Calling it the “ultimate irony,” New York Police Department Commissioner William Bratton lobbied Congress for 9/11 first responders’ health benefits as lawmakers held hearings on terrorism. A deal is promised, but advocates ask only for action.
"It just defies logic,” Bratton told the Associated Press, standing in a Senate building rotunda, where walls were decorated with evocative imagery of 9/11 first responders.
September 11 first responders recently saw their benefits expire, and federal officials warn the fund will go broke in February and shut down in the summer if no action is taken. Benefits were first bestowed in 2010 by the Zadroga Act, named in honor of James Zadroga, the first NYPD police officer to die of dust inhalation at the Ground Zero site in lower Manhattan.
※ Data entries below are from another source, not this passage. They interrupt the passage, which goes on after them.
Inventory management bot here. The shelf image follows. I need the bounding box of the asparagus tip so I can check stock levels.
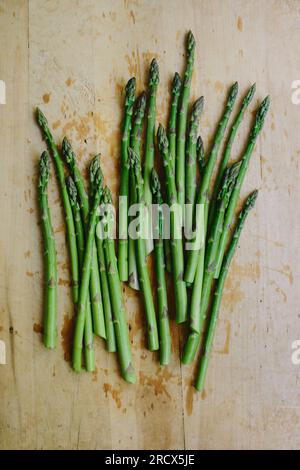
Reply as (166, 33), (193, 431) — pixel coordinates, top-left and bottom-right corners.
(125, 77), (136, 105)
(187, 31), (196, 53)
(149, 58), (159, 86)
(61, 136), (75, 165)
(157, 124), (169, 153)
(66, 176), (77, 206)
(39, 150), (50, 190)
(35, 106), (48, 127)
(192, 96), (204, 119)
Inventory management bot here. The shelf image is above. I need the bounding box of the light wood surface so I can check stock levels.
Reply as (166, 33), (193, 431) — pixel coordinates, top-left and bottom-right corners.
(0, 0), (300, 449)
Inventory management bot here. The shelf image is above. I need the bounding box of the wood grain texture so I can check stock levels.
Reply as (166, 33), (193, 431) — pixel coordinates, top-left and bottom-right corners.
(0, 0), (300, 449)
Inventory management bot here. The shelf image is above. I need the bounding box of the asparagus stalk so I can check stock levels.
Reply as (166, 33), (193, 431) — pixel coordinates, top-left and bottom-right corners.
(184, 82), (238, 284)
(66, 176), (95, 372)
(208, 83), (256, 227)
(196, 135), (205, 175)
(39, 152), (57, 349)
(144, 59), (159, 246)
(163, 72), (181, 273)
(157, 124), (187, 323)
(169, 72), (181, 174)
(73, 167), (102, 372)
(175, 31), (195, 213)
(214, 96), (270, 279)
(128, 92), (146, 290)
(36, 108), (79, 304)
(62, 137), (106, 339)
(89, 155), (116, 352)
(102, 187), (136, 383)
(151, 168), (171, 365)
(118, 77), (136, 282)
(195, 191), (258, 391)
(190, 163), (240, 335)
(128, 148), (159, 351)
(185, 96), (204, 235)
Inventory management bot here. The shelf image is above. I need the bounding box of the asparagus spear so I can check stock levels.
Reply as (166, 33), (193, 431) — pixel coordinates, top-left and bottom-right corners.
(36, 108), (79, 304)
(163, 72), (181, 273)
(195, 191), (258, 391)
(196, 135), (205, 175)
(144, 59), (159, 242)
(157, 124), (187, 323)
(73, 165), (102, 372)
(89, 155), (116, 352)
(128, 92), (146, 290)
(128, 148), (159, 351)
(208, 83), (256, 227)
(66, 176), (95, 372)
(176, 31), (195, 213)
(151, 168), (171, 365)
(102, 187), (136, 383)
(39, 152), (57, 349)
(118, 77), (136, 282)
(214, 96), (270, 279)
(184, 82), (238, 283)
(190, 162), (240, 335)
(169, 72), (181, 174)
(185, 96), (204, 239)
(62, 137), (106, 339)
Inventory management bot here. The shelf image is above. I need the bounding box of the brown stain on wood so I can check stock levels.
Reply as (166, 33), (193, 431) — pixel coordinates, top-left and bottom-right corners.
(186, 385), (195, 416)
(103, 383), (122, 408)
(269, 280), (288, 303)
(236, 16), (243, 32)
(92, 367), (98, 382)
(32, 323), (44, 333)
(42, 93), (51, 104)
(215, 80), (224, 93)
(58, 277), (71, 287)
(216, 321), (231, 354)
(222, 261), (261, 311)
(52, 119), (61, 130)
(140, 371), (171, 398)
(65, 77), (74, 86)
(60, 314), (74, 362)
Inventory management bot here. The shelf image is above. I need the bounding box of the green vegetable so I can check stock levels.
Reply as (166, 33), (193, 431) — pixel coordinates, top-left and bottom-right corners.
(189, 163), (240, 342)
(36, 108), (79, 303)
(185, 96), (204, 237)
(168, 72), (181, 174)
(90, 155), (116, 352)
(144, 59), (159, 224)
(128, 92), (146, 290)
(118, 77), (136, 282)
(214, 96), (270, 279)
(176, 31), (195, 213)
(73, 165), (102, 372)
(184, 83), (238, 284)
(39, 152), (57, 348)
(66, 176), (95, 372)
(62, 137), (106, 339)
(102, 187), (136, 383)
(151, 169), (171, 365)
(128, 148), (159, 351)
(208, 83), (256, 227)
(195, 191), (258, 391)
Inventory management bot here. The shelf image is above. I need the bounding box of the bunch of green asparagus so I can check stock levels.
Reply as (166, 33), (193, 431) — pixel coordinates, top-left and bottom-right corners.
(36, 28), (270, 390)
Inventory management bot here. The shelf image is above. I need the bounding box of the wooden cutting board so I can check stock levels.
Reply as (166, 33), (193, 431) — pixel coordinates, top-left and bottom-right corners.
(0, 0), (300, 449)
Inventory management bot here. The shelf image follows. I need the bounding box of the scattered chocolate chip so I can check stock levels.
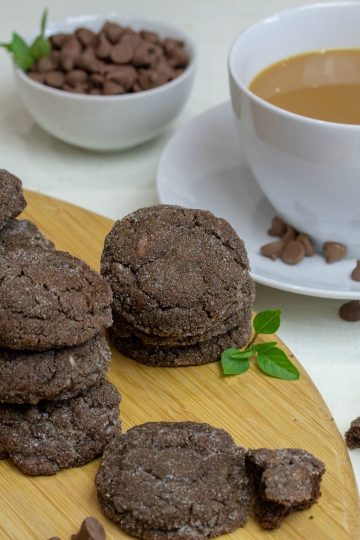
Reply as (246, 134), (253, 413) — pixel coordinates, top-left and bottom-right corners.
(71, 517), (106, 540)
(339, 300), (360, 322)
(323, 242), (346, 263)
(281, 237), (305, 264)
(140, 30), (160, 43)
(296, 233), (315, 257)
(345, 417), (360, 448)
(260, 240), (285, 261)
(351, 259), (360, 281)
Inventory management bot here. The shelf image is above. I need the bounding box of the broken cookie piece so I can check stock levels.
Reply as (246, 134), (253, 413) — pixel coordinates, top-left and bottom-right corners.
(246, 448), (325, 529)
(0, 169), (26, 229)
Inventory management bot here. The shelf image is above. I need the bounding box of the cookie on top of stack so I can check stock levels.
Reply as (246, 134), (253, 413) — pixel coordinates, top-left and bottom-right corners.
(0, 170), (120, 475)
(101, 205), (254, 367)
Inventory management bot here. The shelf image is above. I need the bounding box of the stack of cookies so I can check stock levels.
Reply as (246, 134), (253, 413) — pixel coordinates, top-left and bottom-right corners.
(0, 170), (120, 475)
(101, 205), (254, 366)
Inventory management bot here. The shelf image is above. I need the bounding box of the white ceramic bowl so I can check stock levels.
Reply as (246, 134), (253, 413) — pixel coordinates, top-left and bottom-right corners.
(15, 13), (196, 151)
(229, 2), (360, 257)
An extension of the benefits covering over 70,000 people is priced at over $8 billion. Some 40,000 people enrolled in the program managed by the Centers for Disease Control and Prevention have cancer.
Sixty-six votes in the Senate and 266 in the House are reportedly lined up and ready to go, but they won’t be cast until at least next week, when Congressional leaders say they’ll attach the funding to an omnibus spending bill. Yet a separate bundle of tax break legislation may also be where the funding ultimately ends up.
In a meeting between House Speaker Paul Ryan (R-Wisconsin) and fellow Republicans on Thursday, Ryan reassured them, saying, "you guys in the Northeast worried about the 9/11 package, that's going to be taken care of."
Democrats are cautiously optimistic. Rep. Carolyn Maloney (D-New York) told AP, "It's not done until it's done."
Maloney said the bill covers $3.5 billion in medical monitoring and treatment costs for first responders, while attack victims will be compensated from a $4.6 billion fund. The expiration date for health benefits is 2090, practically life-long for those affected, while the victims’ fund would expire in 2021.
In related news, comedian Jon Stewart returned to The Daily Show on Comedy Central this week to encourage the public to pressure Rep. Ryan and Senate Majority Leader Mitch McConnell (R-Kentucky) using hashtag #WorstResponders on social media.